The tech giant said in a statement that it introduced the “Work Life Choice Challenge” this past August in its Japanese offices, in which employees worked just four days each week.

The goal was to encourage employees to up their productivity and creativity, and so Microsoft closed the offices on every Friday of the month, giving full-time staffers paid leave.

The results proved fruitful: labor productivity, which was measured by sales per employee, was up 39.9 percent as compared to August 2018.

The trial also reworked the way employees communicated, and focused on reducing the amount of time spent in meetings by using Microsoft’s collaboration tool Microsoft Teams instead.

According to the statement, the employee’s happiness was also boosted, with more than 90 percent saying they’d been impacted by the adjustments.

Based on the results, Microsoft will run a similar trial in Japan this winter.

They’re not the first company to give a four-day week, three-day weekend a try.

A New Zealand company called Perpetual Guardian conducted a pilot program experiment in 2018 in which all 240 employees worked four days for the same pay as five during the months of April and March.

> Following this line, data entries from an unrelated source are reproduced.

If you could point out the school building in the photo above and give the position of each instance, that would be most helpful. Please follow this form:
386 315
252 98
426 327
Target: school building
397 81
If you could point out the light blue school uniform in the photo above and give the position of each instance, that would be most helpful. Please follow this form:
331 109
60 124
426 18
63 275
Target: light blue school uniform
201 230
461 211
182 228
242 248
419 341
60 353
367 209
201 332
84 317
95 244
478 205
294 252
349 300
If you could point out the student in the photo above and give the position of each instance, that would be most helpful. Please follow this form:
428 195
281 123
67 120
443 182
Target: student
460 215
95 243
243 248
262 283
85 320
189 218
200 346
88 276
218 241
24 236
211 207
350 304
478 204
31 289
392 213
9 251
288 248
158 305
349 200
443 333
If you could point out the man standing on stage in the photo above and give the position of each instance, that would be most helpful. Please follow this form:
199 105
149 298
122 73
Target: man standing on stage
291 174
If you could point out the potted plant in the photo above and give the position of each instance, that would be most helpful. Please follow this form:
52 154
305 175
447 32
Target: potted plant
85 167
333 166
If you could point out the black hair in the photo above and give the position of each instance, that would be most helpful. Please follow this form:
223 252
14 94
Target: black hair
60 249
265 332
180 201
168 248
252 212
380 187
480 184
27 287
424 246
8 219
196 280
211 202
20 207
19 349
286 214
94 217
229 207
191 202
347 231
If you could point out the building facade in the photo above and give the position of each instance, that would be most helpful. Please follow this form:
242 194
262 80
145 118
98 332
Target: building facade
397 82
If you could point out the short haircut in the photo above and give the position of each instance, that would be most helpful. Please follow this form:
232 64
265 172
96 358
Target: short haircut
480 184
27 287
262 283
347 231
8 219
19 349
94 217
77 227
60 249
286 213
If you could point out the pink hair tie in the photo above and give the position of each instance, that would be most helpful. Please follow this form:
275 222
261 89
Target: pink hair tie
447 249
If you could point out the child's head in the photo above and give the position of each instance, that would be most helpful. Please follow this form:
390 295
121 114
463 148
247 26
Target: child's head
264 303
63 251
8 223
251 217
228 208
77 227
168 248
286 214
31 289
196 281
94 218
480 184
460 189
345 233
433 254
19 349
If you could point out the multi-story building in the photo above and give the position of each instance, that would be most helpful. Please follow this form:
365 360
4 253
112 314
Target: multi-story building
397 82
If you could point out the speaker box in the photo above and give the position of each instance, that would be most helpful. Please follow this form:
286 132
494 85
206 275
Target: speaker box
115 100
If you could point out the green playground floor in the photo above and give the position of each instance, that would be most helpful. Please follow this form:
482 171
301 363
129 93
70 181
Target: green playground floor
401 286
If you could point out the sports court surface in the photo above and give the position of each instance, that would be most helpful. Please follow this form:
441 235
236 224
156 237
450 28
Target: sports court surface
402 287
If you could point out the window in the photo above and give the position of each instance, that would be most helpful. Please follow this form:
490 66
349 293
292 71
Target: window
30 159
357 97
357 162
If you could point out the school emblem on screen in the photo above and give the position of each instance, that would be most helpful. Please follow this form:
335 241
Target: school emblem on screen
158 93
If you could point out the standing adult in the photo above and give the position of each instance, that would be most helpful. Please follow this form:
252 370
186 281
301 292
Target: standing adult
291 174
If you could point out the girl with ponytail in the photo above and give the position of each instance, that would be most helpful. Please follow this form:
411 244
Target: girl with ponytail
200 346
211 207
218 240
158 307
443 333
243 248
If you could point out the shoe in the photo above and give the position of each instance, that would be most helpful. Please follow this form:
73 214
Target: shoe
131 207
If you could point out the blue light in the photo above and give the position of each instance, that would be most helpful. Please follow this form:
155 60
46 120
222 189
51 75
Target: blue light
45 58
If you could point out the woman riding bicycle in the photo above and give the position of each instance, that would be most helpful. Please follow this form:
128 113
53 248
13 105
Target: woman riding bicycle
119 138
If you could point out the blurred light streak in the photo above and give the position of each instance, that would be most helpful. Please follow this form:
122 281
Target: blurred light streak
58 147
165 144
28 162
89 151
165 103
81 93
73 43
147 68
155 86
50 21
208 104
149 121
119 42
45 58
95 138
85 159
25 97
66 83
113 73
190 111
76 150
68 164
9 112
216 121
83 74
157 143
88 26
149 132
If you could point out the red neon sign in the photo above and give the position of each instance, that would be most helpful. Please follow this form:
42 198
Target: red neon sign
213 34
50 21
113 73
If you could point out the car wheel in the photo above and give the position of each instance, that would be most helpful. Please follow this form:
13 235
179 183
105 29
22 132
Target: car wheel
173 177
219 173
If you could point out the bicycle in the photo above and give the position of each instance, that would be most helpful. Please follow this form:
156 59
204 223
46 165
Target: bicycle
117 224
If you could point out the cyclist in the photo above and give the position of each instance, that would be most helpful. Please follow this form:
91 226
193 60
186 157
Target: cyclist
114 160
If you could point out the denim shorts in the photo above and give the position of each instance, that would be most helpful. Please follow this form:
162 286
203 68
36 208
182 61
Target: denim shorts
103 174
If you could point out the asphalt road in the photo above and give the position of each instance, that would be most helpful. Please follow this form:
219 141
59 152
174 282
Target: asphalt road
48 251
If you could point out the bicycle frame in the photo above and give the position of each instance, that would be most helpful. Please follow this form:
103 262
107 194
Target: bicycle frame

Two researchers hired by the firm found that employee productivity increased with the short work week, and that employees reported a 24 percent improvement in work-life balance, The New York Times reported.

Supervisors also reportedly said that their staffers were more creative, had better attendance, were more punctual and didn’t leave early or take long breaks. Perpetual Guardian has since adopted the policy full time, according to its website.